第二の狂愛者


『ブラッド歴1899年。10月30日』


 まだニワトリも鳴かない明け方の時間。

私は廊下を走るけたたましい足音と部屋の扉を開ける音で目が覚めた。


「ティナ!! 大変だ、起きろ!!」


 ジェイスお兄様の声だ。

珍しく焦っているけど……。

なんだろう?


 また明け方まで遊び呆けて、とうとう何かやらかしてしまったのだろうか?

でも、いつも飄々としているお兄様が焦るほどのことって?


「おい! 起きろって!」


 体を揺さぶられて私は目を開けた。


「何、どうしたの?」


 ぼーっとお兄様の顔を見つめていると、お兄様は息を大きく吸って、それから顔を伏せて何かを言い淀んで……また私を見た。

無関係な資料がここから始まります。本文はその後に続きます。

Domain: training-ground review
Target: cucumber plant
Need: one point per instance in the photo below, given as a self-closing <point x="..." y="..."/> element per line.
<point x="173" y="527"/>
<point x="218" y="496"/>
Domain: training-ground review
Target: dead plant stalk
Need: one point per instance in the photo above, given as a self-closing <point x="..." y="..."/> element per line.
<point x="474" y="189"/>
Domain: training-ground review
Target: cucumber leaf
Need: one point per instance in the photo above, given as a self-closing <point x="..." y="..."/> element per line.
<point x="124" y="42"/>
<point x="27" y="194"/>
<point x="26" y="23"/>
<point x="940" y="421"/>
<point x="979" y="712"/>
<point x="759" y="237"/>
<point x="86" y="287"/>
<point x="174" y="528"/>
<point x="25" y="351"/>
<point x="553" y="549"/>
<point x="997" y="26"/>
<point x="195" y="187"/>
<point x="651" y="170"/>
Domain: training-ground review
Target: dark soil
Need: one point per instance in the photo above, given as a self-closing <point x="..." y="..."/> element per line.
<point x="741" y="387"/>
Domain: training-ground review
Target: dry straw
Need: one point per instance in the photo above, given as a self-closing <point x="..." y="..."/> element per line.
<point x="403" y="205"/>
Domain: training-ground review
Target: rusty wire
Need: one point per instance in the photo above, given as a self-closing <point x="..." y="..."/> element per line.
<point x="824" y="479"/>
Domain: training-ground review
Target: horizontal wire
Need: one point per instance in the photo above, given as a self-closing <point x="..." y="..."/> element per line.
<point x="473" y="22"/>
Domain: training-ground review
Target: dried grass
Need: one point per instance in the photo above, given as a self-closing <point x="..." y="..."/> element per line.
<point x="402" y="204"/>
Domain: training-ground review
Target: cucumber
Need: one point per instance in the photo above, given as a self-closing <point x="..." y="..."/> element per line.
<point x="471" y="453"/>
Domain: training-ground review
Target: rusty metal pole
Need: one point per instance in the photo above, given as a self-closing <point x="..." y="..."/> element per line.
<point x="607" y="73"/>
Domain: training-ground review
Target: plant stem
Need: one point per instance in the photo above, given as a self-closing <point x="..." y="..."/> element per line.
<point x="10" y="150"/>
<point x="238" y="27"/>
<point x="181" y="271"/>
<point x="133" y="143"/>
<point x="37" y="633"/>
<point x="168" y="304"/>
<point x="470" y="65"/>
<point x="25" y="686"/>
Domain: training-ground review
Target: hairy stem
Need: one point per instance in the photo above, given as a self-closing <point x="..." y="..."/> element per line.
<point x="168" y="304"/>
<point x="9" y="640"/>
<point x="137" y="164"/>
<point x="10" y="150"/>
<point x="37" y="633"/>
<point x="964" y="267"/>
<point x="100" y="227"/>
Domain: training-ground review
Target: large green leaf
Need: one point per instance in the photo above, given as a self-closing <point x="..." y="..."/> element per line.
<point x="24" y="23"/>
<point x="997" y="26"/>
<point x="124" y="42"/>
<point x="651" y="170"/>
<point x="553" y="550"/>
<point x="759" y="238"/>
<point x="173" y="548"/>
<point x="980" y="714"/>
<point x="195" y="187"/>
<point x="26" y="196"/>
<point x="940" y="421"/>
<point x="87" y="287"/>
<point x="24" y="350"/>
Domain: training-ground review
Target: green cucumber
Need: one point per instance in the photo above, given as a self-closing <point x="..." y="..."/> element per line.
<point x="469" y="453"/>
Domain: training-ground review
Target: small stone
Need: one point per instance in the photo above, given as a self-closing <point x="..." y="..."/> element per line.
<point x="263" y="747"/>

「今朝、レオンの叔父さんのエミリオ卿から連絡があったんだ。昨晩ガーネット家が何者かに襲われて……」

「え?」

「おじさんとおばさんが亡くなったって……」


 ーーうそ。


「え、嘘だよね?」

「……嘘じゃない」


 お兄様、何を言ってるの?

全然、意味が分からないんだけど……。


「レオンは無事だ。今から病院に行くぞ」


 そう言われても衝撃が強すぎて体が動かない。

私が呆けているのに気づいたお兄様は、私を引っ張ってベッドサイドに座らせた。

そしてクローゼットを勝手に開けて適当なワンピースを投げてよこす。


「……ティナ」

「……」

「ティナ! しっかりしろ!」


 そんな事を言われても……。

頭が、回らなくて。


 私がいつまでもそうしているから、お兄様がカーディガンをひっぺがしてきた。

そして、ナイトドレスの上から乱暴にワンピースを被せてくる。


 そんなの絶対ゴワゴワするのに。

それでもお兄様は無理やりボタンを留めて、適当に私の髪を手櫛で整えた。

それで、気づいた時にはもう外にいて、馬車に乗り込むとそこにはお父様とお母様が待っていた。


「あぁ、ティナ……。大変なことになったわね」


 そう言って私を抱きしめるお母様の目は泣き腫らしたように真っ赤で、お兄様の言った事が嘘ではないのだと実感してくる。


「お父様……犯人は誰なんですか……?」


 震えながらそう尋ねた私に、お父様は少し言いづらそうに顔を俯かせた。


「エミリオ卿と警察が駆けつけて、現行犯逮捕したそうだよ。犯人は……」


 ゆっくりと、お父様は悲しそうに私を見る。


「ロッソ家の嫡男だそうだ。周りの証言だとどうやらロッソ家は資金繰りに困っていて、強盗目的だったらしいね」


 え……?

ロッソ家って、マリー家じゃない!

そんな、まさかお金に困っていたなんて信じられない。

だってマリーは全然そんなそぶりは見せなかったもの。


 声も出ない私の背を、お父様は優しく撫でた。


「ティナ……。気をしっかり持って」

「え、父さん、ロッソ家の嫡男ってジャンの事ですか?」


 お兄様も犯人はまだ知らなかったようで、動揺が顔に出ている。

そのお兄様の問いかけに先に反応したのはお母様だ。

珍しく、ものすごく怒っている。


「ジェイス。まさかあなた、こんな悪人とお友達だったの……?」

「いや、違いますよ母さん。この前たまたま俺のよく行くサロンで会って酒を奢ってもらったんです。良い仕事が見つかったって言ってましたけど……」

「奢りまわってお金がなくなったのではなくて? なんて劣悪なのかしら」

「おい母さん、ジェイス。今はどうでも良いじゃないかそんな事は。ほら、この話はもうやめよう」


 どんな顔をしていたのかは自分では分からない。

お兄様は私を見て申し訳なさそうに口をつぐんだ。


 色々な事が頭の中を駆け巡っていて、私はずっと何も喋る事ができなかった。

それは私だけじゃなくて、みんなも。


 やがて馬車はレオンがいるという病院に着いた。